Thursday, September 22, 2011

U.S. Stock Futures Drop on Jobless Claims

U.S. stocks tumbled, giving the Standard & Poor’s 500 Index a four-day loss of 6.9 percent, amid investors’ concern that policymakers are running out of tools to avoid another global economic recession.

Caterpillar Inc. and DuPont Co. slumped at least 5.4 percent, pacing declines among companies most-tied to economic growth. Alcoa Inc. (AA) and Chevron Corp. (CVX) slid more than 4.7 percent as commodities erased this year’s gains on speculation that demand for energy and raw materials will slow. FedEx Corp. (FDX), operator of the biggest cargo airline and a proxy for the economy, lost 8.6 percent after cutting its profit forecast.

The S&P 500 fell 3 percent to 1,132.18 at 11:13 a.m. in New York, poised for the longest slump since Aug. 2. The Dow Jones Industrial Average lost 362.90 points, or 3.3 percent, to 10,761.94. The MSCI All-Country World Index slid 4.4 percent, extending a drop from its May 2 high to more than 20 percent.

“The storyline is that global growth is decelerating,” Mike Ryan, the New York-based chief investment strategist at UBS Wealth Management Americas, said in a telephone interview. His firm oversees $774 billion. “Financial stresses are rising and policymakers are finding few viable options to stabilize the real economy. When you’re concerned about recession risks, valuation takes a backseat.”

Between April 29 and Aug. 8, the S&P 500 fell 18 percent on concern about Europe’s debt crisis and an economic slowdown, closing within 29 points of a bear market, or a 20 percent drop. Since then, the index has rebounded 4.2 percent through yesterday.

Taking a Toll
The S&P 500 yesterday had its biggest drop in a month on the Federal Reserve’s assessment that the turmoil caused by Europe’s crisis is taking a toll on the economy. The Fed indicated willingness to do more to avoid a recession as it made the second move in as many months to lower borrowing costs. Stocks also fell as Moody’s Investors Service cut three U.S. banks.

“I don’t know how much further the market can go down,” David Kelly, chief market strategist for JPMorgan Funds in New York, said in a telephone interview. “The real problem is that policymakers keep on proposing solutions which either won’t be implemented or simply do not work. The Fed needs to express confidence on the economy itself.”

Global stocks fell on data that China’s manufacturing may shrink for a third month in September, the longest contraction since 2009, after a preliminary index of purchasing managers showed measures of export orders and output declined.

Jobless Claims
Stock futures extended losses after a Labor Department report showed that more Americans than forecast filed first-time claims for unemployment insurance payments last week as the labor market struggled to improve. Equities trimmed declines after an index of U.S. leading economic indicators increased more than forecast in August.

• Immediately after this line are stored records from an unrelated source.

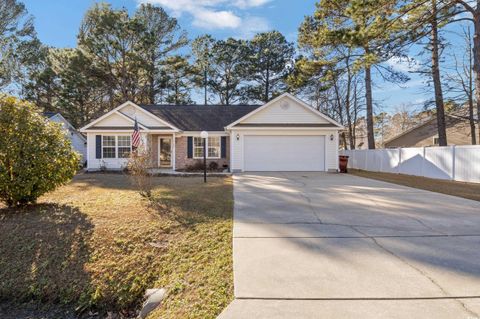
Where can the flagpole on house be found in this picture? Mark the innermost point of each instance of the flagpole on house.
(135, 136)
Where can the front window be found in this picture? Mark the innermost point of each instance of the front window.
(124, 146)
(214, 147)
(108, 146)
(197, 147)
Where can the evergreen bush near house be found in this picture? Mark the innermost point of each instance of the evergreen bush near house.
(35, 154)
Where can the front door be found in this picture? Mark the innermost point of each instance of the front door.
(165, 151)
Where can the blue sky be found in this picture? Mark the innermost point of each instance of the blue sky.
(57, 23)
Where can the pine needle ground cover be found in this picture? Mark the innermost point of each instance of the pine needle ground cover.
(96, 244)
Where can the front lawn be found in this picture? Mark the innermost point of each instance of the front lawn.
(96, 244)
(465, 190)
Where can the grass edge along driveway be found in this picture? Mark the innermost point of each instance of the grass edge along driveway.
(460, 189)
(97, 244)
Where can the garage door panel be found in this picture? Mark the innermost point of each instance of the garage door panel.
(284, 153)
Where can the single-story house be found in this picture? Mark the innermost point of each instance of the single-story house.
(284, 134)
(79, 142)
(426, 133)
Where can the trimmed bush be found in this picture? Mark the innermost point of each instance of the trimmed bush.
(35, 154)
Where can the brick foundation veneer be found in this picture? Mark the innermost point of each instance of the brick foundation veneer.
(181, 155)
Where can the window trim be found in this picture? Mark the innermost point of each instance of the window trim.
(219, 147)
(207, 146)
(116, 147)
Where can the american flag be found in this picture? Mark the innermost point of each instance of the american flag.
(135, 136)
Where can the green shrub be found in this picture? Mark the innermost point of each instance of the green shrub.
(35, 154)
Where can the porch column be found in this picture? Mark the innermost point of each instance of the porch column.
(173, 151)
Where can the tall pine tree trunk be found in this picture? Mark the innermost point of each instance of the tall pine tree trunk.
(205, 84)
(476, 62)
(369, 102)
(437, 84)
(471, 107)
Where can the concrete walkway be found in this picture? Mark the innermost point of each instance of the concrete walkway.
(313, 245)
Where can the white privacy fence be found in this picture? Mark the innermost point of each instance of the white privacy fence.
(460, 163)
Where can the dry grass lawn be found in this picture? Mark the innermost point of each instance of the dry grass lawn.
(465, 190)
(97, 244)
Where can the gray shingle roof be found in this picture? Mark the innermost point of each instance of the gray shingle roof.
(200, 117)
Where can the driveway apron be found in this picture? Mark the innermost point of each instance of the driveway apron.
(318, 245)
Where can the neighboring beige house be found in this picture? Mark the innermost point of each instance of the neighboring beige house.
(284, 134)
(426, 134)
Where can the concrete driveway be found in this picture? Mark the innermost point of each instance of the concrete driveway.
(311, 245)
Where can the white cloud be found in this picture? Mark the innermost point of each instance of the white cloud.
(251, 26)
(217, 14)
(250, 3)
(403, 64)
(208, 19)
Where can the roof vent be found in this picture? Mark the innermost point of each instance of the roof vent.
(284, 105)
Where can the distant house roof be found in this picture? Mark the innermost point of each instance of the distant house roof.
(49, 114)
(451, 119)
(200, 117)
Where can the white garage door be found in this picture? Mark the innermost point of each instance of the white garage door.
(284, 153)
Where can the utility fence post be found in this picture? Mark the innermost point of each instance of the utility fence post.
(399, 159)
(453, 162)
(424, 155)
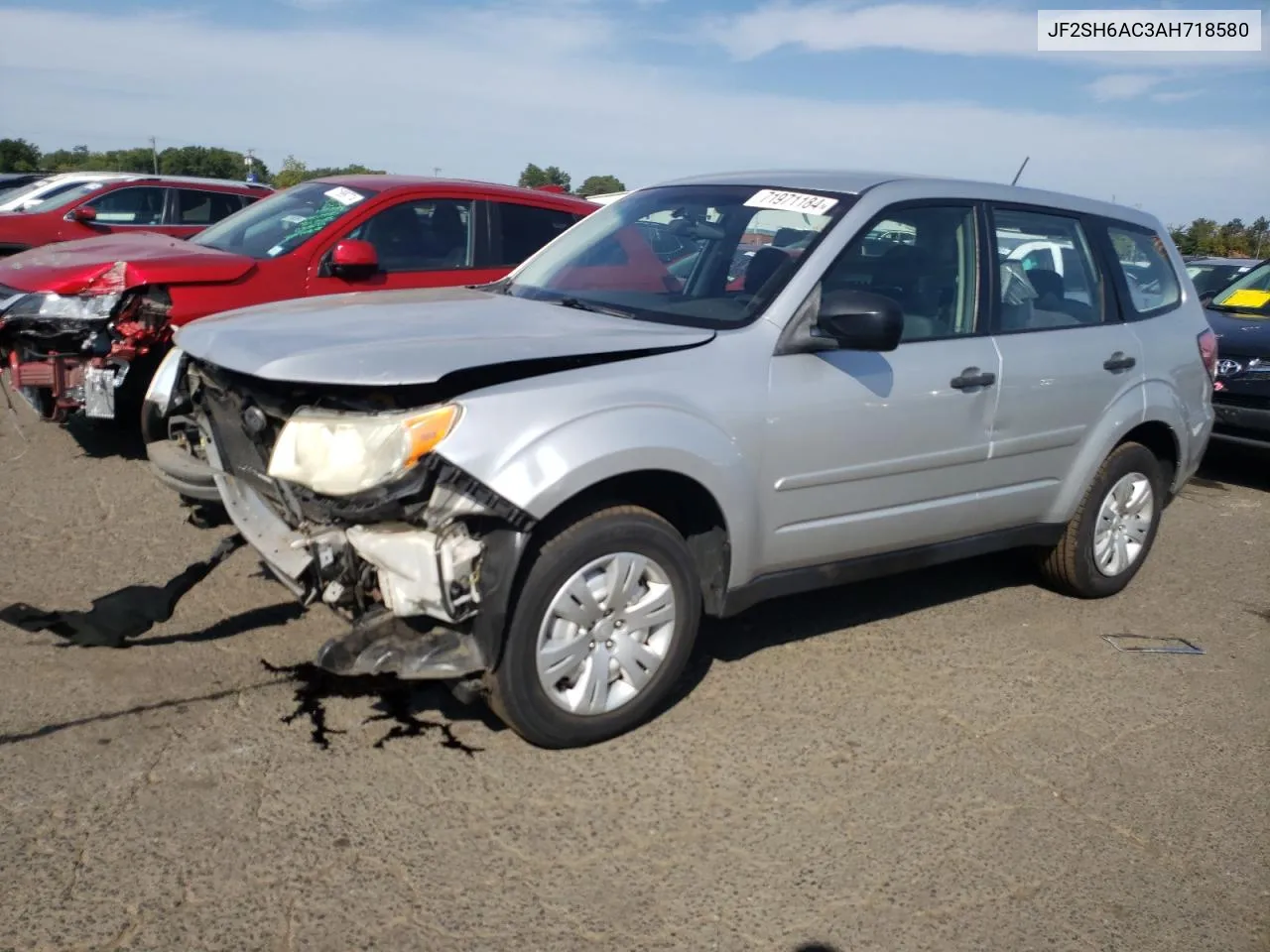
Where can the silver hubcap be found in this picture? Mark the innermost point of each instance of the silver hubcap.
(1124, 524)
(606, 633)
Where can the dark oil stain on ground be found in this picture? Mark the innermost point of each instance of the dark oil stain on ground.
(1207, 484)
(314, 685)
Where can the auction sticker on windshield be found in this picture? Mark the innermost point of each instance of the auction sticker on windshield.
(344, 195)
(792, 202)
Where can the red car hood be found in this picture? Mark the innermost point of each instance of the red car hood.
(119, 262)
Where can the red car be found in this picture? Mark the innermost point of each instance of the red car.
(168, 204)
(80, 317)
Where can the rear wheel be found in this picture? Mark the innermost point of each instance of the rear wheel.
(1114, 529)
(601, 631)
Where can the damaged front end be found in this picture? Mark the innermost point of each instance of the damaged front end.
(67, 353)
(421, 563)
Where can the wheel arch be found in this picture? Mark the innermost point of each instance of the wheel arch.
(1125, 420)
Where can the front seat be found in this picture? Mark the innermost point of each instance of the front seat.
(765, 263)
(398, 238)
(1052, 296)
(448, 236)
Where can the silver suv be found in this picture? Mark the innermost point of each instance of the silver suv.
(536, 488)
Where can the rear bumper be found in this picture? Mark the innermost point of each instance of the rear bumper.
(1246, 425)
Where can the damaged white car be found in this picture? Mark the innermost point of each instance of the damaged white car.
(535, 488)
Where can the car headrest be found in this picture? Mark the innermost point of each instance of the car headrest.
(765, 263)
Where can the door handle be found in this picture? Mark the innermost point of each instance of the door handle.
(1119, 362)
(973, 377)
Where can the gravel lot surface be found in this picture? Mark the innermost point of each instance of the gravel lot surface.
(952, 760)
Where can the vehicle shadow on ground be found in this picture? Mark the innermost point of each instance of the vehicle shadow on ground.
(1228, 465)
(801, 617)
(100, 439)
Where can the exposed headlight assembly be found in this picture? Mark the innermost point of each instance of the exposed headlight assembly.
(341, 453)
(167, 381)
(76, 307)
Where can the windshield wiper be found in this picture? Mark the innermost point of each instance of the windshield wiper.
(579, 304)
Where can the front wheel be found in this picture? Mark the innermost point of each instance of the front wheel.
(1112, 531)
(601, 631)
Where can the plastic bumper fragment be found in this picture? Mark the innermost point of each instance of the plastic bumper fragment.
(388, 645)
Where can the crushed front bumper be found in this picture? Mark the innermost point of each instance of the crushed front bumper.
(439, 598)
(59, 385)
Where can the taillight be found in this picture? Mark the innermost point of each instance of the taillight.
(1207, 350)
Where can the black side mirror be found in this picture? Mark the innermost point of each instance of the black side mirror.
(858, 320)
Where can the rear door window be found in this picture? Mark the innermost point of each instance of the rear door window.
(1051, 280)
(524, 229)
(1152, 284)
(202, 208)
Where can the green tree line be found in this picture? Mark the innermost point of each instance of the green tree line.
(1234, 239)
(536, 177)
(216, 163)
(203, 162)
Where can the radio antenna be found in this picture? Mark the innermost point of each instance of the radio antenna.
(1020, 171)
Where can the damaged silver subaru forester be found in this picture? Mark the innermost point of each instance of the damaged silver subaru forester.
(535, 488)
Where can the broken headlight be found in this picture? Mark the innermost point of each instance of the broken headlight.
(341, 453)
(76, 307)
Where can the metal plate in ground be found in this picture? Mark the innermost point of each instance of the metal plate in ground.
(1146, 644)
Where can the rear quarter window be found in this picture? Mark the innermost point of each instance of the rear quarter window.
(1152, 284)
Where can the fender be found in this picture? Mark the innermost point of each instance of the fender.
(1164, 404)
(1121, 416)
(545, 470)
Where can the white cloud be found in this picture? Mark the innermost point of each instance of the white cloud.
(481, 94)
(1180, 95)
(1123, 85)
(971, 30)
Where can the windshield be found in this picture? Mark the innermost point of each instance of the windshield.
(284, 221)
(698, 255)
(1250, 294)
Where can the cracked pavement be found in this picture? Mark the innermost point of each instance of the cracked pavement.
(952, 760)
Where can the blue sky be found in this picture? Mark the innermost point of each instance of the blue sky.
(647, 89)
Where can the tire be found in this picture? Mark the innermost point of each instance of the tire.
(1072, 566)
(516, 689)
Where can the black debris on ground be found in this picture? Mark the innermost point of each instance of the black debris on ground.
(314, 685)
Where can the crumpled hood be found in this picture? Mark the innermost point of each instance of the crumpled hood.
(76, 267)
(400, 338)
(1246, 334)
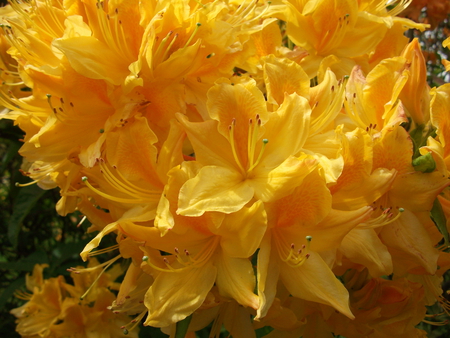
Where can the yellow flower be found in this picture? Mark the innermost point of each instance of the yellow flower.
(415, 94)
(212, 248)
(301, 226)
(245, 151)
(43, 309)
(56, 309)
(330, 27)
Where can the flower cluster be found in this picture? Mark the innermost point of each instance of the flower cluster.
(279, 164)
(56, 309)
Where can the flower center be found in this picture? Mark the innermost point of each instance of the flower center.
(252, 140)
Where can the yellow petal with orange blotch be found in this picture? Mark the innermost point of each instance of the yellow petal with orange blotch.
(329, 233)
(174, 295)
(281, 181)
(236, 279)
(363, 246)
(84, 56)
(409, 244)
(283, 76)
(214, 189)
(314, 281)
(241, 232)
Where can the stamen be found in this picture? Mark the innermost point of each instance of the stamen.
(81, 222)
(385, 218)
(106, 265)
(197, 26)
(169, 47)
(233, 146)
(294, 258)
(17, 184)
(102, 251)
(186, 261)
(264, 141)
(156, 59)
(22, 295)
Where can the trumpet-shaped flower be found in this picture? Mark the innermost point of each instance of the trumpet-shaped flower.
(253, 153)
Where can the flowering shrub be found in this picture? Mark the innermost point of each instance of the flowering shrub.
(276, 164)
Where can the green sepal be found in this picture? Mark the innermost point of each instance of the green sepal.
(438, 217)
(424, 163)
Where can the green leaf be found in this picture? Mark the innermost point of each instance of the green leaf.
(9, 291)
(424, 163)
(27, 263)
(182, 327)
(438, 217)
(26, 199)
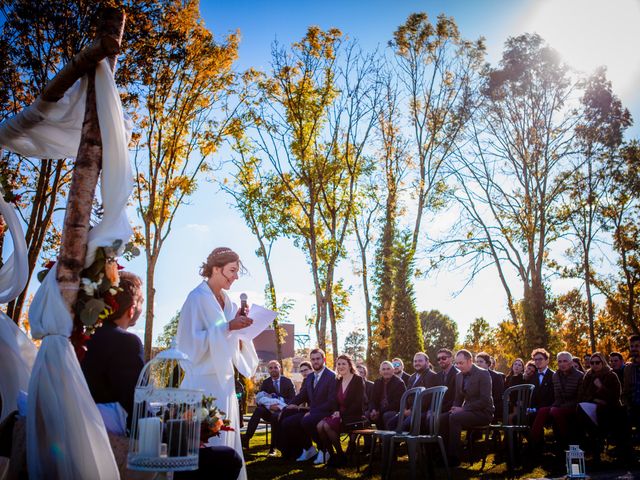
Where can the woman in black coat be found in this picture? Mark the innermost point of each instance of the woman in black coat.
(350, 391)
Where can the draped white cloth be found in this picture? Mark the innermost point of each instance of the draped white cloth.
(66, 436)
(203, 334)
(17, 352)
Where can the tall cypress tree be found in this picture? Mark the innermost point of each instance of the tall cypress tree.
(406, 331)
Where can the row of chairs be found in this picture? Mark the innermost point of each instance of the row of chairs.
(516, 401)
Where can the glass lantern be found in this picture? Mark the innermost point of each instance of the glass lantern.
(165, 429)
(575, 462)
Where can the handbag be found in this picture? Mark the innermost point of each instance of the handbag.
(357, 425)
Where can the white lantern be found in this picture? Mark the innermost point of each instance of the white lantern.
(575, 462)
(165, 429)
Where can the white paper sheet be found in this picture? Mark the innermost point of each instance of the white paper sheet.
(262, 319)
(590, 409)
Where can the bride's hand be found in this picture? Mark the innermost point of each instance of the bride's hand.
(240, 322)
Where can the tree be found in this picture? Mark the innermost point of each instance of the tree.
(394, 162)
(479, 336)
(312, 126)
(439, 331)
(621, 212)
(512, 174)
(437, 68)
(406, 331)
(185, 75)
(169, 331)
(599, 135)
(258, 197)
(355, 345)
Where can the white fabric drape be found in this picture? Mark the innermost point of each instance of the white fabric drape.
(66, 437)
(17, 352)
(203, 334)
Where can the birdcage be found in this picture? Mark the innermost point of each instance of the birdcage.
(575, 462)
(165, 429)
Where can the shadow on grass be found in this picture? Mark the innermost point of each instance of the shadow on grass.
(262, 467)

The Morgan Stanley Cyclical Index of companies most-tied to economic growth tumbled 4.2 percent. The Dow Jones Transportation Average decreased 2.7 percent. Caterpillar sank 5.4 percent to $75.10. DuPont declined 6.7 percent to $41.63. Alcoa slid 6 percent to $10.19, while Chevron sank 4.7 percent to $89.89.

FedEx tumbled 8.6 percent to $66.29. The company, which ships more packages by air than rival United Parcel Service Inc., has seen volume growth slow as demand for express shipments stagnates amid a weakening economic recovery. FedEx also has been spending more on jet fuel, whose average cost jumped about 48 percent in the period. The company typically has a two-month delay in recovering fuel costs through surcharges.

Banks Tumble
The KBW Bank Index slumped 2.5 percent. Bank of America Corp. (BAC) decreased 3.5 percent to $6.16. JPMorgan Chase & Co. (JPM) slid 3.3 percent to $29.34.

The ratio between indexes tracking utility and transportation stocks climbed to a two-year high, a signal the retreat in U.S. equities may not be over, said David A. Rosenberg of Gluskin Sheff & Associates Inc.

The Dow Jones Utilities Average advanced to 0.10 times the level of the Dow Jones Transportation Average, a multiple last seen on Sept. 2, 2009, according to Bloomberg data. The ratio reached the same level as it was in August 2007, Gluskin Sheff data show, amid outperformance by “recession proof” utilities over “economically sensitive” transports. That time, the Standard & Poor’s 500 Index peaked at an all-time high two months later.

“It’s characteristic of a bear market,” Rosenberg, Gluskin Sheff’s Toronto-based chief economist and strategist, said in a telephone interview yesterday. The stock market “is catching up with what the bond market has been saying for some time now -- that is, we’re heading toward an economic downturn.”